Perfect for busy weeknights, meal prep, or when you need to clean out the fridge, this skillet dish satisfies without weighing you down. It’s gluten-free, dairy-free, and can easily be made Whole30 or paleo-friendly. Healthy food never tasted so good — and cleanup is a breeze!
Ingredients (serves 4)
- 1 tablespoon olive oil
- 1 lb lean ground beef
- 1 medium onion, diced
- 2 cloves garlic, minced
- 1 medium sweet potato, peeled and diced (about 2 cups)
- 1 medium zucchini, diced
- 1 teaspoon smoked paprika
- ½ teaspoon dried oregano
- ½ teaspoon chili powder (optional for heat)
- Salt and black pepper, to taste
- 2 tablespoons tomato paste
- ¼ cup water or beef broth
- Fresh parsley or cilantro, chopped (for garnish)
Instructions
- Heat olive oil in a large skillet over medium heat. Add ground beef and cook until browned, about 5–6 minutes. Drain excess fat if needed.
- Add diced onion and garlic to the beef. Sauté for 2–3 minutes until fragrant.
- Stir in diced sweet potatoes. Cook for 5 minutes, stirring occasionally, to let them start to soften.
- Add zucchini, paprika, oregano, chili powder (if using), salt, and pepper. Stir well.
- Mix in tomato paste and pour in the water or beef broth. Cover and let simmer on medium-low heat for 8–10 minutes, or until sweet potatoes are tender and sauce thickens slightly.
- Uncover and cook for another 2–3 minutes to reduce any extra liquid.
- Garnish with fresh parsley or cilantro. Serve warm straight from the skillet.
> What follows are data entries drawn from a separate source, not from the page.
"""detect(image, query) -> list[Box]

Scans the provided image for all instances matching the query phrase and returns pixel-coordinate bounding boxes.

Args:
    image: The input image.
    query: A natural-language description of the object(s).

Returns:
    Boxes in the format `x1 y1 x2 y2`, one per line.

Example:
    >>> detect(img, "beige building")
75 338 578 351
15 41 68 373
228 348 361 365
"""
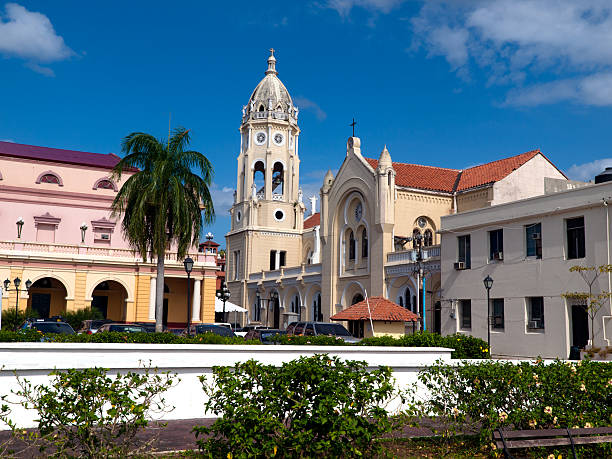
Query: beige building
226 51 567 331
440 182 612 358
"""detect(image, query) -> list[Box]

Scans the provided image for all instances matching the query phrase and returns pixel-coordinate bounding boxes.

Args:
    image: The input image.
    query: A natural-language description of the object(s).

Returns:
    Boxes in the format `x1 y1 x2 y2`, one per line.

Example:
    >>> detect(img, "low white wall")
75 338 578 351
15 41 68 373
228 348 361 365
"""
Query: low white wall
0 343 452 430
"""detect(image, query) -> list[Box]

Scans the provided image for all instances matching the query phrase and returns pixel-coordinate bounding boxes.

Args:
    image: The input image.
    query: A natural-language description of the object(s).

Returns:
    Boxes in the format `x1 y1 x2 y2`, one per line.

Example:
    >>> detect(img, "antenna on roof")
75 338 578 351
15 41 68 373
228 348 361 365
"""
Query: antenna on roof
168 112 172 150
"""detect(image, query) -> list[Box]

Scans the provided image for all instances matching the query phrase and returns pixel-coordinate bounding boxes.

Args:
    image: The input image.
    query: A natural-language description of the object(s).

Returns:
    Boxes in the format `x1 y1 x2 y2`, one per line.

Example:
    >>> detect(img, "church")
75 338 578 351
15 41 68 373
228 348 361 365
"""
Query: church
226 50 568 332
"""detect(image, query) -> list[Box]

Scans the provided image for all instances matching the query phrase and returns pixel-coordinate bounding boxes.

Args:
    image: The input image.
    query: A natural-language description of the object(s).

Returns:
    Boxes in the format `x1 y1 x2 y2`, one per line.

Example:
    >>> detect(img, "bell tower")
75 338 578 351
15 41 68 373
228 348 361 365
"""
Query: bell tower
226 49 305 312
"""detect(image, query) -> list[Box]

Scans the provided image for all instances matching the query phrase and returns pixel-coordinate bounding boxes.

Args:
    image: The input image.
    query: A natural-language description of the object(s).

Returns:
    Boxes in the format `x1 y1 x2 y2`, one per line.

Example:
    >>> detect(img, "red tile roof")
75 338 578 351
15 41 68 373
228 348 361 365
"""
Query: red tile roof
365 150 544 193
457 150 541 191
330 296 419 322
304 212 321 229
0 142 121 169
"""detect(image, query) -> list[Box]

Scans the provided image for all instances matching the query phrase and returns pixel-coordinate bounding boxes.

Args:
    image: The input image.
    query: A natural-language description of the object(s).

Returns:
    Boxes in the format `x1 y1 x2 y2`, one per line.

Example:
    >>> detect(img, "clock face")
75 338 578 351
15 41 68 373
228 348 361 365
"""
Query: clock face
355 203 363 221
255 132 266 145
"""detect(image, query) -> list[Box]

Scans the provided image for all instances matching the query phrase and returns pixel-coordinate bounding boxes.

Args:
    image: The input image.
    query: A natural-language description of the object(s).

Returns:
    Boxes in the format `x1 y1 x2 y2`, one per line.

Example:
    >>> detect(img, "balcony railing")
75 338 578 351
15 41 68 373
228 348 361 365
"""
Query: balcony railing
249 263 321 282
0 241 216 265
387 245 440 263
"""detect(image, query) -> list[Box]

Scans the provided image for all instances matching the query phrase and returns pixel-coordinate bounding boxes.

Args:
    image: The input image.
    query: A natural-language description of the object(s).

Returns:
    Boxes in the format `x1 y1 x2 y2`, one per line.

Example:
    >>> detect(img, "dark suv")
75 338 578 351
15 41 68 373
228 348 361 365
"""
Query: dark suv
21 316 75 335
287 322 360 343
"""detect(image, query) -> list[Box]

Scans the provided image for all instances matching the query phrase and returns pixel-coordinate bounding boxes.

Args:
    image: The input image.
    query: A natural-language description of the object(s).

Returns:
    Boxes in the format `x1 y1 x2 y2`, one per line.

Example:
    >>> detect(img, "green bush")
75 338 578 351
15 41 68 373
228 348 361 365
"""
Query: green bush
194 355 400 458
416 359 612 452
2 308 38 331
62 308 104 331
0 367 175 458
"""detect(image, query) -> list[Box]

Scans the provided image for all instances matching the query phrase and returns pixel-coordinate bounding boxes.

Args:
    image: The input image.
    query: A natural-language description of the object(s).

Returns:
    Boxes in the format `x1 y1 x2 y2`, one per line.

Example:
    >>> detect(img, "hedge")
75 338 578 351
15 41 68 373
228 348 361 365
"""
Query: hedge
0 330 489 359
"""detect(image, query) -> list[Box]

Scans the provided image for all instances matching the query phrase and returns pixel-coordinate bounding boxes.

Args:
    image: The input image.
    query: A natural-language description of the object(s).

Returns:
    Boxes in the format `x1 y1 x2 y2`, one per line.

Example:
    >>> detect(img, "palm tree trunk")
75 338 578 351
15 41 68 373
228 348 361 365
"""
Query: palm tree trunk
155 252 166 333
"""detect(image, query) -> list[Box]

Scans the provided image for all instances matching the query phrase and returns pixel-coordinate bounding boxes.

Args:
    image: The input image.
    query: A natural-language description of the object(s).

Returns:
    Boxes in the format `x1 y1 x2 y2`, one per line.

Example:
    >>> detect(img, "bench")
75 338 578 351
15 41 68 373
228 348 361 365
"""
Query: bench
493 427 612 459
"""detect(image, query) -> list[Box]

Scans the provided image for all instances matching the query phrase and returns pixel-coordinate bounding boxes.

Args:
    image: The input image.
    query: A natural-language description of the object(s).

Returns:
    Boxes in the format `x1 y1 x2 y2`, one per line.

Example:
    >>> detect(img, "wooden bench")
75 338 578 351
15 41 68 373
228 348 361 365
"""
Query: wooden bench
493 427 612 459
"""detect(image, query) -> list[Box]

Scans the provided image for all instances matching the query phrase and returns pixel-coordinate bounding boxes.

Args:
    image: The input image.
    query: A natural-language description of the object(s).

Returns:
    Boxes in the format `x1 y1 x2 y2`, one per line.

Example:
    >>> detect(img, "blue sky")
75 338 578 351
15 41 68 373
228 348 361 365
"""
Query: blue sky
0 0 612 248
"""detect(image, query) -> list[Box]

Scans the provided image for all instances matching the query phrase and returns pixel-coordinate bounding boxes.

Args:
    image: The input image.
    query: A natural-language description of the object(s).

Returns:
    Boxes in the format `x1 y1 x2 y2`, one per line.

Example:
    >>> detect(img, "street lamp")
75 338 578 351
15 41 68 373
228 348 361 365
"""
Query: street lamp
183 257 193 336
217 282 231 322
4 277 32 331
15 217 23 239
482 276 493 355
80 222 87 244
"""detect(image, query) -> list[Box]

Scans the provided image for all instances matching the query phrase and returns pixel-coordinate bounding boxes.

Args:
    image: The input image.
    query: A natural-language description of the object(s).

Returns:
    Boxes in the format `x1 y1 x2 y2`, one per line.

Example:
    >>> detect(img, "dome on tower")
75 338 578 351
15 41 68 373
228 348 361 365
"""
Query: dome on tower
242 49 298 122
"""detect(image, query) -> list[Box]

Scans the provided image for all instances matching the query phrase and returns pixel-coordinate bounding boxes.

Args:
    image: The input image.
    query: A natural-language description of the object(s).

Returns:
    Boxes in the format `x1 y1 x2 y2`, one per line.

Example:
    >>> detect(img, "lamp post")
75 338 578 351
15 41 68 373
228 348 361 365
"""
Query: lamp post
4 277 32 331
482 276 493 355
79 222 87 244
15 217 23 239
183 257 193 336
217 282 231 322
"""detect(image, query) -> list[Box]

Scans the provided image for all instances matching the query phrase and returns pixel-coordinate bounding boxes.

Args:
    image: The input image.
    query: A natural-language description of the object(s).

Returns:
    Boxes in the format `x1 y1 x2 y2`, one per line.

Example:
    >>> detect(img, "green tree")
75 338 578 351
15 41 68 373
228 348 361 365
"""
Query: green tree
561 265 612 346
112 127 215 332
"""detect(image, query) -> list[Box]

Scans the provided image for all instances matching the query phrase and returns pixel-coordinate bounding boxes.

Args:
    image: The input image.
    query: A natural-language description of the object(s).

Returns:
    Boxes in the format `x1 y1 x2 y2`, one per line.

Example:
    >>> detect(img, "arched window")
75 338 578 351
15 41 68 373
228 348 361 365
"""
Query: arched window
423 229 433 247
349 230 355 260
272 163 285 195
94 179 116 191
291 295 300 314
312 293 323 322
412 228 421 249
253 161 266 195
361 228 368 258
38 174 60 185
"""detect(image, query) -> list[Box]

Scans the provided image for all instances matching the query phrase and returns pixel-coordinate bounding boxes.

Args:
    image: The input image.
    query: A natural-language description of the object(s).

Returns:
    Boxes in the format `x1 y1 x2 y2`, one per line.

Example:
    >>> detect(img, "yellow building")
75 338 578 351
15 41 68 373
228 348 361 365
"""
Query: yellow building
0 142 218 326
226 50 567 331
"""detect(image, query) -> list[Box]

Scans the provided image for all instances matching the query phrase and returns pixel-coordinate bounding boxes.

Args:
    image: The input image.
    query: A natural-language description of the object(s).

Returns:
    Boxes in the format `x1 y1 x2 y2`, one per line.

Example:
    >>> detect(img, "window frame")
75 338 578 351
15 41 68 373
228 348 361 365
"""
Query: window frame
565 215 586 260
488 228 504 261
459 299 472 330
457 234 472 269
491 298 506 331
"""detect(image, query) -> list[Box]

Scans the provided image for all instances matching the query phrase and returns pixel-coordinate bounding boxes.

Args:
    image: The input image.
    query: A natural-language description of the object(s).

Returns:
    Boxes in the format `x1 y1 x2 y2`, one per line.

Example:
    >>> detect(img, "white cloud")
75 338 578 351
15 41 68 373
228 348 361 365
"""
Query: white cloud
0 3 74 76
293 97 327 121
210 183 234 217
411 0 612 106
326 0 404 16
566 158 612 182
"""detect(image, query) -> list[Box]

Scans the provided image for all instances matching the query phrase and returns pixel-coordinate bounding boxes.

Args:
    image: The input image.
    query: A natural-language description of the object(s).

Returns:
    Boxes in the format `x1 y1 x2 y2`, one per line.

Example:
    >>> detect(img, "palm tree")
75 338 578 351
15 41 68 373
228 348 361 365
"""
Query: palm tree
111 127 215 332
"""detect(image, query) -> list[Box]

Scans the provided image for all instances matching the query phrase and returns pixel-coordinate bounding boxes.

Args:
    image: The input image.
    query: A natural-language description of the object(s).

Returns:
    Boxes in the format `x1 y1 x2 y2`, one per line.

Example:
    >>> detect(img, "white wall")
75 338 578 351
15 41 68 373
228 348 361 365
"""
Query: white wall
0 343 452 430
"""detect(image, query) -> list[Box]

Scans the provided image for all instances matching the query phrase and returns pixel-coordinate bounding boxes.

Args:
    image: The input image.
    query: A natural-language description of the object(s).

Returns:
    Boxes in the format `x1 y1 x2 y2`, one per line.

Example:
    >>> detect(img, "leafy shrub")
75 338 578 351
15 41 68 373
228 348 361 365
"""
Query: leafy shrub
2 308 38 331
194 355 400 458
0 367 173 458
417 359 612 450
62 308 104 331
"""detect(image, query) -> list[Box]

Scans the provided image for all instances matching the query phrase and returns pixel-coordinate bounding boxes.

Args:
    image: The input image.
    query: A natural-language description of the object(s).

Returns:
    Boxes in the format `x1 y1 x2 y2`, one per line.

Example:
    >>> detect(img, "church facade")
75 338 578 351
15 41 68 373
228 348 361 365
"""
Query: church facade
226 53 567 331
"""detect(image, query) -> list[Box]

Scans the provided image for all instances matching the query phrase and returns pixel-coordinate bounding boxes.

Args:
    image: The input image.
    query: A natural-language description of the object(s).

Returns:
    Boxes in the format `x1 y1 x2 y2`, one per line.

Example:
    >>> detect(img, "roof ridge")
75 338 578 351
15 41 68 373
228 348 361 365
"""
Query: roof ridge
462 148 542 172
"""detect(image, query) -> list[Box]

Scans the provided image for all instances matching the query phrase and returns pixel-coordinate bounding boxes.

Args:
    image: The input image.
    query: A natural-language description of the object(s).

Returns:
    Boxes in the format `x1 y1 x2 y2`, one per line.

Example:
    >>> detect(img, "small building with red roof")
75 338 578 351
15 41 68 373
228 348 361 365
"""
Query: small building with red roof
330 296 419 338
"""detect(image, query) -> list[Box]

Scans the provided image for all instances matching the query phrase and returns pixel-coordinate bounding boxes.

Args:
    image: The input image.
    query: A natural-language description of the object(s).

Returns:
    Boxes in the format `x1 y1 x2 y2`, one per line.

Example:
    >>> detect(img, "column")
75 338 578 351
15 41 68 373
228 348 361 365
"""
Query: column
191 279 202 322
149 277 157 320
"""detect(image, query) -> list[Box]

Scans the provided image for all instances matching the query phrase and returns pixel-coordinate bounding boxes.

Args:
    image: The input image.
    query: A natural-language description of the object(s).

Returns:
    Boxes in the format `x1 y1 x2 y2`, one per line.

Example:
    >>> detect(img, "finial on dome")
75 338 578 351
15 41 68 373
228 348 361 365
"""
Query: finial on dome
378 145 393 167
266 48 278 75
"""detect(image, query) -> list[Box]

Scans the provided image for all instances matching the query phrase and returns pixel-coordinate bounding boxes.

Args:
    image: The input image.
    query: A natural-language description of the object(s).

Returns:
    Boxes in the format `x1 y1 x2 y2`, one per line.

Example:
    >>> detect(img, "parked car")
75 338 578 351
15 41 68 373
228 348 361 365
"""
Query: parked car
244 328 287 344
77 319 113 335
98 323 147 333
21 316 75 335
195 324 236 338
287 322 360 343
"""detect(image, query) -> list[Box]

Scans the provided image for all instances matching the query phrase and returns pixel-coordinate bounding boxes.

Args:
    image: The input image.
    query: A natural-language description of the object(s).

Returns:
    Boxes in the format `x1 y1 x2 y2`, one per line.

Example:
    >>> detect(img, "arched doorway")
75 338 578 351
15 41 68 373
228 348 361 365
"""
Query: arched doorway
28 277 68 319
91 280 128 322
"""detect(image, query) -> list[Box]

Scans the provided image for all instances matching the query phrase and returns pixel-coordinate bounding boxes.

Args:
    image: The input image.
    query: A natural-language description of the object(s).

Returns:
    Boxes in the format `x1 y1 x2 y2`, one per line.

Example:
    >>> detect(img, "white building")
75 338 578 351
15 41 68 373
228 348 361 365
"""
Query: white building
440 182 612 358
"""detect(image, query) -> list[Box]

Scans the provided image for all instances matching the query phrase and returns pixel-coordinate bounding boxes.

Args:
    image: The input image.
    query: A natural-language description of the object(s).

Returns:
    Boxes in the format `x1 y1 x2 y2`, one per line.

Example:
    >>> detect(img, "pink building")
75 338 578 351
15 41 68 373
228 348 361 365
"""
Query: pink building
0 142 218 326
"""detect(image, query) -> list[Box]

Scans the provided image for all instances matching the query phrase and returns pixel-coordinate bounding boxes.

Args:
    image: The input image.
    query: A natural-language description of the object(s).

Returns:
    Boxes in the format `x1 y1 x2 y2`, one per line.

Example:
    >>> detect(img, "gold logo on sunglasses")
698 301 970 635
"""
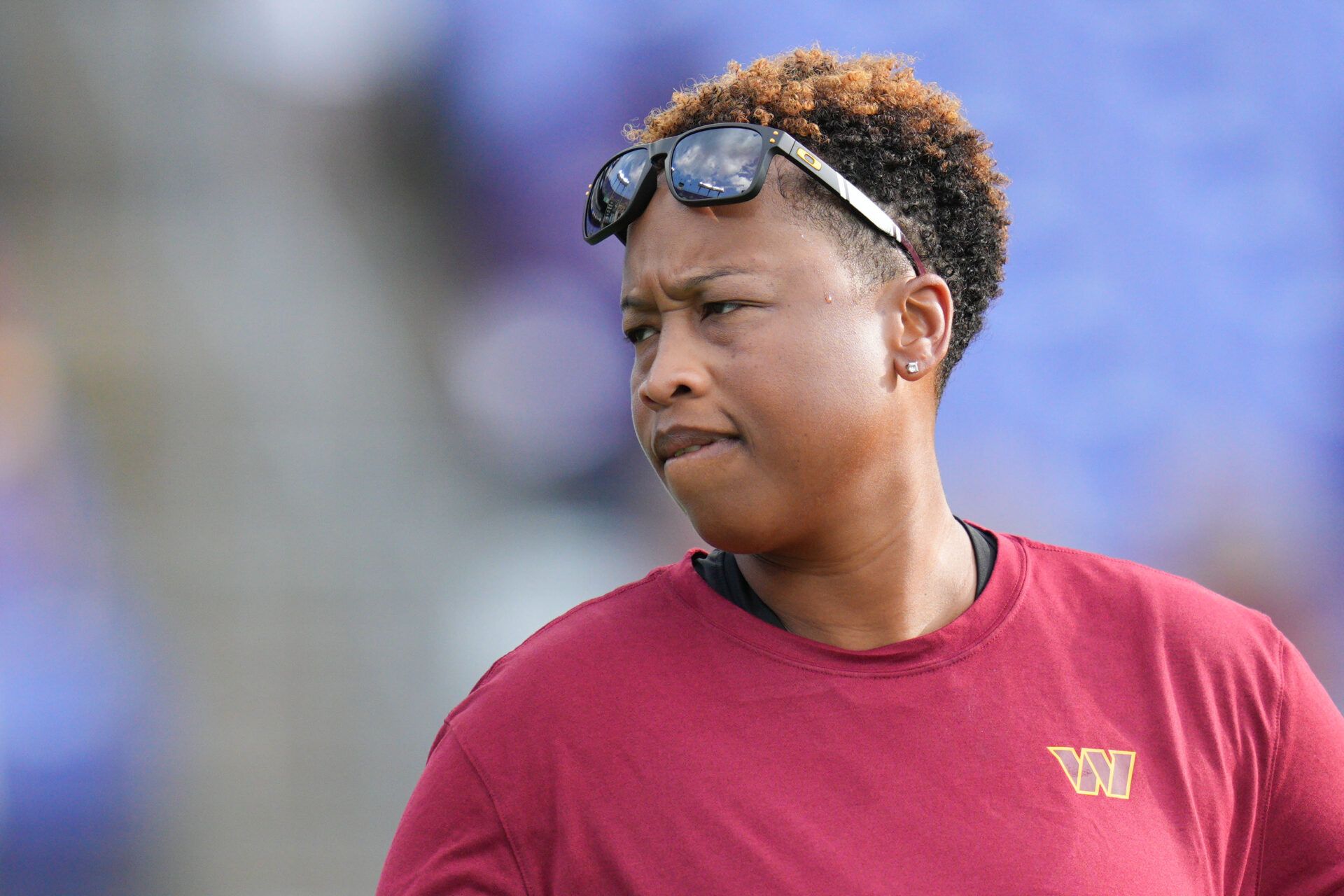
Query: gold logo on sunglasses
796 146 821 171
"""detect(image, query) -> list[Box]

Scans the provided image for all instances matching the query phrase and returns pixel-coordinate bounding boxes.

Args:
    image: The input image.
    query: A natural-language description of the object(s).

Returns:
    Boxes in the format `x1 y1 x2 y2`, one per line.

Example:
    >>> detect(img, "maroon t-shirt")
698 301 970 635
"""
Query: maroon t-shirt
378 521 1344 896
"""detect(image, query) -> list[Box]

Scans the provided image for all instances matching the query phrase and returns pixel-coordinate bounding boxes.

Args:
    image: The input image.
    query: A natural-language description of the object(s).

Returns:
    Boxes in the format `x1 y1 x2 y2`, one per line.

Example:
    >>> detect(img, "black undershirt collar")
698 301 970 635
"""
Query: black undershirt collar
691 514 999 630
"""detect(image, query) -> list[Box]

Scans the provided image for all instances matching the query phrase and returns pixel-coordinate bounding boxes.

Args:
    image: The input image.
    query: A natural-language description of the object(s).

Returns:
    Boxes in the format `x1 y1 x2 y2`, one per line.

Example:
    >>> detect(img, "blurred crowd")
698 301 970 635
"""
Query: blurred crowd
0 0 1344 896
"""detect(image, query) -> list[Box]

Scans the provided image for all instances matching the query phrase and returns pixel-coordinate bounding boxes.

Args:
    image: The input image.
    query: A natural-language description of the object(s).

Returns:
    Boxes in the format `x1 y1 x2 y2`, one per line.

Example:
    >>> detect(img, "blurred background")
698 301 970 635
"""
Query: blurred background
0 0 1344 896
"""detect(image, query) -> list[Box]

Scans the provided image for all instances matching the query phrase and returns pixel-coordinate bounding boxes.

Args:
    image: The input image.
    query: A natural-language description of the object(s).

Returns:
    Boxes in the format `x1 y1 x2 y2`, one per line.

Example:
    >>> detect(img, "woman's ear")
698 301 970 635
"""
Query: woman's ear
883 274 954 380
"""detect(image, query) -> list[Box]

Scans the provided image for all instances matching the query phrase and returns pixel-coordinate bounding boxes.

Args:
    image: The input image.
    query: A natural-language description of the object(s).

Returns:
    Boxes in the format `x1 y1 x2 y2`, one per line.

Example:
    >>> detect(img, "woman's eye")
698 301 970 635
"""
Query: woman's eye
703 302 742 313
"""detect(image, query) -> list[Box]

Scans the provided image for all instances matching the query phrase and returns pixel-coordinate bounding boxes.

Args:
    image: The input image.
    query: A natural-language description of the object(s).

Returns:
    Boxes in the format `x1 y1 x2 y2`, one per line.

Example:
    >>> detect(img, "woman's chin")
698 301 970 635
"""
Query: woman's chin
678 501 774 554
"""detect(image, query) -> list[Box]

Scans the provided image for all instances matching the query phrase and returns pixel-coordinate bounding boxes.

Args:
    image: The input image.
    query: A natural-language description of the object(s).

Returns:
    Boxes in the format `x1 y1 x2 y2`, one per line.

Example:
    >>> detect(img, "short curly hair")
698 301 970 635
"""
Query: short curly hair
624 44 1009 402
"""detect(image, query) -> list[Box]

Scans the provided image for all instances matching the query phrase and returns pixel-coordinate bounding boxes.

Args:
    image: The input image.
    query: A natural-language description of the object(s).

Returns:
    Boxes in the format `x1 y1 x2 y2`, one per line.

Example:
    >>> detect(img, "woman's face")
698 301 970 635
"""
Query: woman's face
621 160 941 554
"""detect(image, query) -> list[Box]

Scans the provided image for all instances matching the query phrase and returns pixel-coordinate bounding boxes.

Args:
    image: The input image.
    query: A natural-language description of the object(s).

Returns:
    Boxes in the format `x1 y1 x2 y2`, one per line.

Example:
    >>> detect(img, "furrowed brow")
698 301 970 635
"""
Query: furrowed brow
621 267 757 312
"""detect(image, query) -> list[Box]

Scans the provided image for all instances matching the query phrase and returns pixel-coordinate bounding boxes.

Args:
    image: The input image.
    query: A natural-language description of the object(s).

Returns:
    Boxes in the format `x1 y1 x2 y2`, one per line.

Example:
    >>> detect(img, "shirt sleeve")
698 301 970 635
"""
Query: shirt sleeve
377 722 527 896
1256 634 1344 896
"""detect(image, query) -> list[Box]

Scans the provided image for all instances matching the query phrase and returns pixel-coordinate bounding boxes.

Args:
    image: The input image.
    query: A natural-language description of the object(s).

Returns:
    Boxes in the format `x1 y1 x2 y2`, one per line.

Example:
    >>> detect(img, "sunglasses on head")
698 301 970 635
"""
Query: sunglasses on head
583 124 925 274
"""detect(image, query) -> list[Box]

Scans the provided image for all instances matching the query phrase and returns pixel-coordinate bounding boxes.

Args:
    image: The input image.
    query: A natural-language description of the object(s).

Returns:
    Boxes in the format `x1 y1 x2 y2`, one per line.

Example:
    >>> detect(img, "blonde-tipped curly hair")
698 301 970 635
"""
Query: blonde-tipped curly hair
624 44 1009 399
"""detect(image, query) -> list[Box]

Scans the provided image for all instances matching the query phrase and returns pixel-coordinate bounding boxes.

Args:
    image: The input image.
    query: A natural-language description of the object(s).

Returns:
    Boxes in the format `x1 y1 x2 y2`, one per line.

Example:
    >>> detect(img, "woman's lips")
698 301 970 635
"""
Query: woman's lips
664 438 738 466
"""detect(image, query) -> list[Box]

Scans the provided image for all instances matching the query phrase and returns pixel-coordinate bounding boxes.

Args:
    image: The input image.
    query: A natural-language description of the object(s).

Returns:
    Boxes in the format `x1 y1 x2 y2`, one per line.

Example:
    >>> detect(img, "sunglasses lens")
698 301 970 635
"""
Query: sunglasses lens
672 127 764 199
583 146 649 237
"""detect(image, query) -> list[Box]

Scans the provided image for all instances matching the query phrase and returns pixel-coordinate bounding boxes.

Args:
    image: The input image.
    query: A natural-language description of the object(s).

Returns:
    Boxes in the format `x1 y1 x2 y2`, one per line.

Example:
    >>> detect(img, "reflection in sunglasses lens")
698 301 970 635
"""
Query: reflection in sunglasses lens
672 127 762 199
583 148 649 237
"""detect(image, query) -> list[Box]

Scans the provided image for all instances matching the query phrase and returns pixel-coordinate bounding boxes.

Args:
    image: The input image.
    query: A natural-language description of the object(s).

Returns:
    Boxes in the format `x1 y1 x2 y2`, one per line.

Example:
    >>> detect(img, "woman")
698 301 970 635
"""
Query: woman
378 48 1344 896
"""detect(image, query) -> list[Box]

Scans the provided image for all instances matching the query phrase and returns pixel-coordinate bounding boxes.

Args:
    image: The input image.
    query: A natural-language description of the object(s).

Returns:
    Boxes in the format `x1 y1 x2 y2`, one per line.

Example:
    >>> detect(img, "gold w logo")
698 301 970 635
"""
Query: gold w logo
1046 747 1137 799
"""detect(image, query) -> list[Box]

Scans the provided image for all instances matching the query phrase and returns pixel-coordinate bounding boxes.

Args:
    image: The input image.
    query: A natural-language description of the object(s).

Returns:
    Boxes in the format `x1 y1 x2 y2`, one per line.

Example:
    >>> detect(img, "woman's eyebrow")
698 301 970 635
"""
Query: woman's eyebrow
621 267 757 312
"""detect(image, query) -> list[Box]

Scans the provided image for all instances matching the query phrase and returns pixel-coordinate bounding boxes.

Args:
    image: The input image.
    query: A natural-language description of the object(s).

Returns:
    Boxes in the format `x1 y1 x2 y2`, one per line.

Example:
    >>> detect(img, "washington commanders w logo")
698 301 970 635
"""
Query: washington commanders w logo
1046 747 1137 799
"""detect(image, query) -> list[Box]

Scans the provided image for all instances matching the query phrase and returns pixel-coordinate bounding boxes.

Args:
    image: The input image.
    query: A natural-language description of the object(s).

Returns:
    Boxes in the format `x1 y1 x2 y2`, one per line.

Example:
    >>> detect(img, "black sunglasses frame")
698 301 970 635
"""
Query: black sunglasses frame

Nutrition (approximate per serving)
- Calories: 360 kcal
- Protein: 25 g
- Fat: 18 g
- Carbohydrates: 24 g
- Fiber: 5 g
Tips & Tricks
- Shortcut tip: Microwave diced sweet potatoes for 3 minutes before adding to the skillet to speed up cooking time.
- Swap ground beef with ground turkey or chicken for a leaner version.
- Add spinach or kale at the end for extra greens and nutrients.
- Make it spicy by adding a dash of cayenne or red pepper flakes.
- Top with shredded cheese or a fried egg for extra richness if you’re not dairy-free.
My Extra Tips for Your Website
Consider offering variations at the end of the recipe for readers on special diets: keto (omit sweet potatoes), paleo (use grass-fed beef), or vegan (use plant-based ground and veggie broth). Include a short story or anecdote about how this meal saves time on busy nights. A printable meal-prep guide or serving suggestion graphic could add extra value for your readers.
Also, invite readers to share their skillet creations using a branded hashtag like #MySkilletMoment — it creates community engagement and user-generated content for your brand.